Es el caso de la Justicia, que actúa en nombre de unas leyes perfectamente definidas que regulan la convivencia, señalan los límites e imponen la respuesta adecuada a los excesos de todo tipo. El auto de la jueza Lamela responde a esa máxima.

Es, simplemente, la consecuencia judicial perfectamente explicada de los gravísimos delitos que ha podido cometer el Govern en su cojunto, utilizando la Generalitat y sus recursos para perpetrar un Golpe a la democracia como no se veía desde 1981.

La magistrada, en un demoledor escrito de 19 folios en el que explica con escalofriante precisión la magnitud del desafío y lo documenta de una manera precisa, ha enviado a prisión a Oriol Junqueras y los consellers aún presentes en España en aplicación de un Código Penal que define, con detalle, las circunstancias en que una decisión tan traumática puede y debe adoptarse.

Empezar acciones judiciales no era una opción, sino una obligación.

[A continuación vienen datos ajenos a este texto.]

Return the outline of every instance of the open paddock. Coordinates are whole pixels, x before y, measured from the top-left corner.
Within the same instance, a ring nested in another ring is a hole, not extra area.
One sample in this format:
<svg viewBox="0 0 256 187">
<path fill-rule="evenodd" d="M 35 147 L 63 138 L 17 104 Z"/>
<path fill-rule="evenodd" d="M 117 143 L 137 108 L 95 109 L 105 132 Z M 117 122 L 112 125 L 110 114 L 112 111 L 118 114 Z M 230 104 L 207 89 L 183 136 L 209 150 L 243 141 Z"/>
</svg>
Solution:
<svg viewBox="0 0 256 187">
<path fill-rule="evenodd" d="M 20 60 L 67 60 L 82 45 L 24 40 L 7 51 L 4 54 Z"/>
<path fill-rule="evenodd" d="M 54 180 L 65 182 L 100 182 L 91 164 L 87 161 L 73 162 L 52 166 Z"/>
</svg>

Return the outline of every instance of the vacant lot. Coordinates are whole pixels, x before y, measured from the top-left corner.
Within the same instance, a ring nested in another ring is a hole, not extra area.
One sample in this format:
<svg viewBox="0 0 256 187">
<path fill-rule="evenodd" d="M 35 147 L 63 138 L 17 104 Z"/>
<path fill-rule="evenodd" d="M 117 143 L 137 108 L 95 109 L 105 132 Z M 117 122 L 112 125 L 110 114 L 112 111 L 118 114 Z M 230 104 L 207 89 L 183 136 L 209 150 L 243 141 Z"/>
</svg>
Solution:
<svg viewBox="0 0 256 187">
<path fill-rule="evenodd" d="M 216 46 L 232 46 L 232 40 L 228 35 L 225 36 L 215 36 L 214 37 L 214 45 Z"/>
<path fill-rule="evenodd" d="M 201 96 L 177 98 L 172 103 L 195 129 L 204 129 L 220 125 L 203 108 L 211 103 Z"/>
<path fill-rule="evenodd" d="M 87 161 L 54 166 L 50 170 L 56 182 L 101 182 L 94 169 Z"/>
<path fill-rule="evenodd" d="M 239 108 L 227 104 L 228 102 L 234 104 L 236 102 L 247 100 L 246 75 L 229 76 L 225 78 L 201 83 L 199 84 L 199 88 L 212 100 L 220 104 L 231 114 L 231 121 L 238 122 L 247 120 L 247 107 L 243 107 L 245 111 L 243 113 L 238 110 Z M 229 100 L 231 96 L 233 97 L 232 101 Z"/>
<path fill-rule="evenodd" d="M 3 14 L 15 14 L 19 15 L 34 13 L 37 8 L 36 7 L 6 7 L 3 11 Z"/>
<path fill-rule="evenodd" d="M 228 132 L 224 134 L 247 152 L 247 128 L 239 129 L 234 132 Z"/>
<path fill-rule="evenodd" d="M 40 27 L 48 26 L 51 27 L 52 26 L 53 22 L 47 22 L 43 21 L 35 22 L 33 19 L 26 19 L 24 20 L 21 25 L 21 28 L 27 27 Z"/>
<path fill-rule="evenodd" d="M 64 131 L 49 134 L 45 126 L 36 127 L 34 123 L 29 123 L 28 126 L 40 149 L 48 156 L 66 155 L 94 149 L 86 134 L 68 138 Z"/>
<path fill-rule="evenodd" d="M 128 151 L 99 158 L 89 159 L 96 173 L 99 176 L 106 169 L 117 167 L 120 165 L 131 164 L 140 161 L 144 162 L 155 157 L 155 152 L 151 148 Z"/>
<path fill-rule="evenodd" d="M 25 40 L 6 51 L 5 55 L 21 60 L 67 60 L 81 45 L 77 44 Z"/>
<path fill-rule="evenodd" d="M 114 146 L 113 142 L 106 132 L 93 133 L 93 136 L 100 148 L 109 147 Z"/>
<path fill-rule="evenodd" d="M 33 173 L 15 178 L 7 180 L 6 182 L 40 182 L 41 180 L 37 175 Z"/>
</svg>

Y llevarlas hasta el final, una necesidad

Y lo mismo han hecho las instancias judiciales al girar orden de detención contra Puigdemont y el resto de su equipo, fugados ya a Bruselas, o contra la mesa del Parlament. En una democracia sólida, los jueces no actúan pensando en el contexto político, sino en estricta traducción del cuerpo legislativo que, con procedimientos establecidos de antemano, consolidan y protegen el Estado de Derecho.

Por eso escandaliza el insultante victimismo de quienes sabían perfectamente de antemano que estaban pisoteando todas las normas para lograr por la fuerza algo ilegal e inmoral, amenazador para el conjunto de España, y decidieron intentarlo con todas sus energías creyendo, tal vez, que lo lograrían.

Sin impunidad

Su frustrado intento, probablemente debido a la sinergia entre la acción institucional y el clamor de la ciudadanía, no puede ni debe quedar impune. Abrir diligencias judiciales no era una opción, sino una obligación. Y llevarlas hasta el final, una necesidad. En este caso, la rebelión -entre otras barbaridades- parece evidente: ahora hay que demostrarla, con las garantías procesales que garantizan los derechos de los acusados pero, también, los del país al que han atacado con sevicia. Al suyo, aunque no les guste.

Sean cuales sean las consecuencias, en términos de agitación social desde el radicalismo secesionista o desde el populismo político, serán inferiores a las de haber respondido con impunidad a un desafío tan agresivo, conculcando los procedimientos legales -sustrato elemental de la democracia- en aras a un supuesto bien mayor de carácter político.

Por la democracia

España es un país moderno, libre y tolerante donde casi todo se puede defender menos, según al menos unos cuantos, a la propia España. Pero de esa protección depende la salud del resto de derechos: hacerlo con contundencia y arreglo a la ley no sólo es permisible. Además es una espléndida noticia para la abrumadora mayoría de españoles, por mucho que indigne a una minoría ruidosa y liberticida que, al fin, está encontrando la respuesta que merecía.